Le caractère destructeur, écrivait Walter Benjamin, possède la conscience de l’homme historique, son impulsion fondamentale est une méfiance insurmontable à l’égard du cours des choses, et l’empressement à constater à chaque instant que tout peut mal tourner. De ce fait le caractère destructeur est la fiabilité même. […] Aux yeux du caractère destructeur, rien n’est durable. C’est pour cette raison précisément qu’il voit partout des chemins. Là où d’autres butent sur des murs ou des montagnes, il voit encore un chemin. Mais comme il en voit partout, il lui faut partout les déblayer. Pas toujours par la force brutale, parfois par une force plus noble. Voyant partout des chemins, il est lui-même toujours à la croisée des chemins. Aucun instant ne peut connaître le suivant. Il démolit ce qui existe, non pour l’amour des décombres, mais pour l’amour du chemin qui les traverse.

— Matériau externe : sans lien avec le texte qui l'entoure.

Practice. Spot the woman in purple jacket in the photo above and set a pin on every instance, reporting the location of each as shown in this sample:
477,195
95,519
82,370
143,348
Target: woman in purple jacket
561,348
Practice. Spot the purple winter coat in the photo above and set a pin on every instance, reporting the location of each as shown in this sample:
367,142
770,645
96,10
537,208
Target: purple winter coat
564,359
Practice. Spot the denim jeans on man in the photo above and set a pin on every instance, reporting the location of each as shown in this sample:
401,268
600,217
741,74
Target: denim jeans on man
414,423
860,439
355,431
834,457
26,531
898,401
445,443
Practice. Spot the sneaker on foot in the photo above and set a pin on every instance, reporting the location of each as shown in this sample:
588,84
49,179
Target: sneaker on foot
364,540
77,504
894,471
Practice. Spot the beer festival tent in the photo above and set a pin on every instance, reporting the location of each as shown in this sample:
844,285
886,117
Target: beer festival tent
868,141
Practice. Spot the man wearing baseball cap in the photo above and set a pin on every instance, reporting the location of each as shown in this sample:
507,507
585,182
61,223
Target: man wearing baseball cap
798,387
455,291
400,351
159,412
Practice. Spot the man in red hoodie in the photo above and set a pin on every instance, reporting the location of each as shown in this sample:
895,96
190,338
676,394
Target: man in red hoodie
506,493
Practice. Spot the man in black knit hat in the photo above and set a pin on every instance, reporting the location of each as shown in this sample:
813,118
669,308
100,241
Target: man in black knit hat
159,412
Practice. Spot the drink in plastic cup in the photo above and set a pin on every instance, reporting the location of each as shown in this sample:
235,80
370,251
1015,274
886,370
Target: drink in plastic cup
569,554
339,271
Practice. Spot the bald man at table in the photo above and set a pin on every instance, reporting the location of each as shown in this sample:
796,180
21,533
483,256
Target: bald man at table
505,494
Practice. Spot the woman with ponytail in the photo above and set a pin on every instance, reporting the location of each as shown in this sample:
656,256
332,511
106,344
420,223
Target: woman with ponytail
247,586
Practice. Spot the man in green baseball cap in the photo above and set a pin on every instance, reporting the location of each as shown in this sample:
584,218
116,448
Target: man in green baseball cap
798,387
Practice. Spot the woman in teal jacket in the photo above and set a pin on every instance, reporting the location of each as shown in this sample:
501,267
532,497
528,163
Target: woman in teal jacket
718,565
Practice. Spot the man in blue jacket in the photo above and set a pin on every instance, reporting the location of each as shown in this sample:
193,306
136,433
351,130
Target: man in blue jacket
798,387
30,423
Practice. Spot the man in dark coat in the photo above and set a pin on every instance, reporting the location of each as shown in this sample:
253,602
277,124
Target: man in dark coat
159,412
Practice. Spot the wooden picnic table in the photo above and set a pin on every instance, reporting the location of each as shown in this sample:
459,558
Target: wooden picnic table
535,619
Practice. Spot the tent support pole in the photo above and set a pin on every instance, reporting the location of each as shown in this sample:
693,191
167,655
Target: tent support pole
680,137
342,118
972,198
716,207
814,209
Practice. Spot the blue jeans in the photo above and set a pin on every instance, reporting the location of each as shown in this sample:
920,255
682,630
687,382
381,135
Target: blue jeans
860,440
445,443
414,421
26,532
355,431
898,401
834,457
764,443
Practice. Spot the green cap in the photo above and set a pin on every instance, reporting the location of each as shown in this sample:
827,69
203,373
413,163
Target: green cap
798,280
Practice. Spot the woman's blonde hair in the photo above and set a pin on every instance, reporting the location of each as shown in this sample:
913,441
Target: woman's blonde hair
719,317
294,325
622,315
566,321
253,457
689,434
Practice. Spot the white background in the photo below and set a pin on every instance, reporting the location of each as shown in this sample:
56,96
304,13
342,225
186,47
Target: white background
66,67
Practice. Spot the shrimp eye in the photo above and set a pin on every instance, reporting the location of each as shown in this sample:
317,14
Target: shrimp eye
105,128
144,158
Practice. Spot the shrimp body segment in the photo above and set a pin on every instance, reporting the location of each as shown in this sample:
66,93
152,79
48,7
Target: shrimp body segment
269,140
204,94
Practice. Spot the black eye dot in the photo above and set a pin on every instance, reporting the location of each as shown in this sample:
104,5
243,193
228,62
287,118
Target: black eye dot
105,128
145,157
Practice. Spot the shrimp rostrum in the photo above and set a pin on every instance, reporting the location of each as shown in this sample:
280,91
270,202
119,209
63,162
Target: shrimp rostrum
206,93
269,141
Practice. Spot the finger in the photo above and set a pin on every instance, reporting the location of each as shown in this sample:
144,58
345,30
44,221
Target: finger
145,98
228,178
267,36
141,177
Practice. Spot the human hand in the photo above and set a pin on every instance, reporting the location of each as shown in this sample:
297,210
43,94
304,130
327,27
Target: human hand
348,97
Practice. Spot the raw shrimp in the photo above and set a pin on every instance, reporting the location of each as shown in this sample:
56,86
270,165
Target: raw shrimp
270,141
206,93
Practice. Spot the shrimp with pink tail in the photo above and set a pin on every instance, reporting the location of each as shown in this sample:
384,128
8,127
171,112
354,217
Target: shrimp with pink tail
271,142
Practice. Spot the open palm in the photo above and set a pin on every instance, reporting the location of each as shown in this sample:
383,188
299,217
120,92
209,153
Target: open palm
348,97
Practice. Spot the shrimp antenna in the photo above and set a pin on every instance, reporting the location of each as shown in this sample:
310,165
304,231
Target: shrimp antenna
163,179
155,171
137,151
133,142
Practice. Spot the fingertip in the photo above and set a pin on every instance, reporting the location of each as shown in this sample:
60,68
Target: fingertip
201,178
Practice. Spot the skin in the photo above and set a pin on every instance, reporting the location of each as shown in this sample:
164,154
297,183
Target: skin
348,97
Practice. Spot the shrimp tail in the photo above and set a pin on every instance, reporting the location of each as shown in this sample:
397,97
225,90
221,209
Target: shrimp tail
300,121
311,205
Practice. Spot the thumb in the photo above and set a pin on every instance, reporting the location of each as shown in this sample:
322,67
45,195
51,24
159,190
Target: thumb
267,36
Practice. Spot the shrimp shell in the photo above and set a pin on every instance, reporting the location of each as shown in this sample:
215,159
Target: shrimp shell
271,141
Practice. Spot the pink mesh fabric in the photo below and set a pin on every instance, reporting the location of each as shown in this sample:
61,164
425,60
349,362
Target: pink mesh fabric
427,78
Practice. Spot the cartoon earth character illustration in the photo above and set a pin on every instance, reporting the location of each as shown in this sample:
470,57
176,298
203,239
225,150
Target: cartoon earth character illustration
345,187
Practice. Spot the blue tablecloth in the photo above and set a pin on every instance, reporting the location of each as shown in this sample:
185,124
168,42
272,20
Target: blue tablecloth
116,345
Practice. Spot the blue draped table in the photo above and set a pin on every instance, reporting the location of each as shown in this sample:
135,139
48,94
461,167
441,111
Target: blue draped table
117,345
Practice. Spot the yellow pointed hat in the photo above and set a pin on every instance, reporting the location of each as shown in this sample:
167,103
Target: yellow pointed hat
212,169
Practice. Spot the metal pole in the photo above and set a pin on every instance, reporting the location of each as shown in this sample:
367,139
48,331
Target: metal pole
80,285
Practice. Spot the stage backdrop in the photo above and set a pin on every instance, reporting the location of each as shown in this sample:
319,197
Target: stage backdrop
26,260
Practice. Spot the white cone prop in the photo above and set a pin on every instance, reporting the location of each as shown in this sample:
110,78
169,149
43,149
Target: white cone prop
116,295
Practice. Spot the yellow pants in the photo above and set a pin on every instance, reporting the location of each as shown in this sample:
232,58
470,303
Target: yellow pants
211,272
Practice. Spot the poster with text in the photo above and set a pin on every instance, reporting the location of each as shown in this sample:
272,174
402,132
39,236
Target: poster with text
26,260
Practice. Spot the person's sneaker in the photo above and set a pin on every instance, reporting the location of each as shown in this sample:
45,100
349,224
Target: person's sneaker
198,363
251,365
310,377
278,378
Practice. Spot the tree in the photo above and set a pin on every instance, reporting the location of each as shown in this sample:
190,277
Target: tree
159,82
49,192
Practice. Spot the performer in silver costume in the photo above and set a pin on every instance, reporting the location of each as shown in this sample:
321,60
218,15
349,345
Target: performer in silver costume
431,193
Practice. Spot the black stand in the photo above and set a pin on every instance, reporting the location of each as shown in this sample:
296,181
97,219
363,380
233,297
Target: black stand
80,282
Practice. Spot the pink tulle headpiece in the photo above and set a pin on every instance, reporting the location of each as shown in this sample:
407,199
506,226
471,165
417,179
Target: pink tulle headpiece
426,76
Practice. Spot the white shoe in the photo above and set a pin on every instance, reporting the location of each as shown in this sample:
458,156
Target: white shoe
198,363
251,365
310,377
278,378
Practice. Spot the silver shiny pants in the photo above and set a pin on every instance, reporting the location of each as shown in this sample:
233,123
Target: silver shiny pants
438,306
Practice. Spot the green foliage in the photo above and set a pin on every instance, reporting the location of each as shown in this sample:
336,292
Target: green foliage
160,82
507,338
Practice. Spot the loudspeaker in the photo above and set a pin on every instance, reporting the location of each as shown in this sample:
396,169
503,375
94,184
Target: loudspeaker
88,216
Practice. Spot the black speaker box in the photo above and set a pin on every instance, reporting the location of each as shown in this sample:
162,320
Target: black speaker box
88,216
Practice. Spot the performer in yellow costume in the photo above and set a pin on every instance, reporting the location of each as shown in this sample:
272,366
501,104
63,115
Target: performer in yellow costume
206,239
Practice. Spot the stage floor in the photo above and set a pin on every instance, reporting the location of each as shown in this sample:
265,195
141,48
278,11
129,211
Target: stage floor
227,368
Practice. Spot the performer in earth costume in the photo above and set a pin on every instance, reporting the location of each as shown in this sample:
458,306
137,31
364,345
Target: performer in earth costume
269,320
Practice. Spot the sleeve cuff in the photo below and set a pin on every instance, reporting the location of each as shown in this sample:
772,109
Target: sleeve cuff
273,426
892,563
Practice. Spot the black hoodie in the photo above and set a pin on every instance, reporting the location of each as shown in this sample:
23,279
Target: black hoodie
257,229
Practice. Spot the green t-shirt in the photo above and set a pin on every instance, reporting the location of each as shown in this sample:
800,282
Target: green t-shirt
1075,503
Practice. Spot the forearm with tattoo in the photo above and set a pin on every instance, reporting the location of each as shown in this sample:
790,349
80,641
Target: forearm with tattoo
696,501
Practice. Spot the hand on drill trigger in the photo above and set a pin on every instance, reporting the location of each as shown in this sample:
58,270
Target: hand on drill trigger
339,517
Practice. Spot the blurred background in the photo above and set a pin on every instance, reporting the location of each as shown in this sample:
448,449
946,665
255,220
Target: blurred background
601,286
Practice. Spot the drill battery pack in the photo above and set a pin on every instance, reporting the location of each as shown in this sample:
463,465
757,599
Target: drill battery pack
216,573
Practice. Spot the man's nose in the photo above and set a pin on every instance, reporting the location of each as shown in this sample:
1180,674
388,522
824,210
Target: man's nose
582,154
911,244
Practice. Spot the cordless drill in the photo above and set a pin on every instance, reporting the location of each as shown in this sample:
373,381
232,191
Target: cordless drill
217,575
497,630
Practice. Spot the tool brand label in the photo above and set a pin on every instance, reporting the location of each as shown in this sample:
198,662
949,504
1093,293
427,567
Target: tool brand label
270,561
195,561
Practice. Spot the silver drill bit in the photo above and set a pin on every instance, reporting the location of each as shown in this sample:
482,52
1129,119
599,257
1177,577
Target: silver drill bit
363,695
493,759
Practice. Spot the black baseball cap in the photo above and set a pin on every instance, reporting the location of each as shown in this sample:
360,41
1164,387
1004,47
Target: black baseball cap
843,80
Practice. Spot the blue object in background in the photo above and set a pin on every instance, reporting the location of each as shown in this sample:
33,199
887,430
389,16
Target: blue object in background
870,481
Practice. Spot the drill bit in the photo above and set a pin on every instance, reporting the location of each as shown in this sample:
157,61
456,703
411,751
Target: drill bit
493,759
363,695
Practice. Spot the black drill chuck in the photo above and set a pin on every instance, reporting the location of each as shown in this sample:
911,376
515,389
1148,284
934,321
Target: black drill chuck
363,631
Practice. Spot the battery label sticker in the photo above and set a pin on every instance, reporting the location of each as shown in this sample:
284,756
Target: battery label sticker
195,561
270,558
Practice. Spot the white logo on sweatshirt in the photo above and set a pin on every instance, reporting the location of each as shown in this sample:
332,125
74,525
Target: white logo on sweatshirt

[1Walter Benjamin, « Le caractère destructeur », dans Œuvres. Vol. II, Paris, Gallimard, 2000, p. 330-332.

[2Émission de l’ORTF de 20 mai 1951 : « Qui êtes vous, Georges Bataille ? »

[3Idem. Je souligne.

[4Voir le témoignage de Jerzy Grotowski, in Vers un théâtre pauvre, Lausanne, L’Âge d’homme, 1971, p. 14.

[5Jerzy Grotowski, Vers un Théâtre pauvre, op. cit., p. 14-15.

[6Pier Paolo Pasolini, Manifeste pour un nouveau théâtre [trad. Marie Fahre] (1973), Ypfilon éditeur, Paris, 2019, p. 6.

[7Bernard-Marie Koltès, Les Amertumes (1970), Paris, Minuit, 1998, p. 10.

[8Collectif Marthe, Tiens ta garde (2021), Avec : Clara Bonnet, Marie-Ange Gagnaux, Aurélia Lüscher, Maybie Vareilles ; Mise en scène : Clara Bonnet, Marie-Ange Gagnaux, Aurélia Lüscher, Itto Mehdaoui, Maybie Vareilles ; Ecriture : Collectif Marthe et Guillaume Cayet.

[9Antonin Artaud, « Le théâtre de la cruauté (premier manifeste) », Le Théâtre et son double, Paris, Gallimard, 1964, p. 143.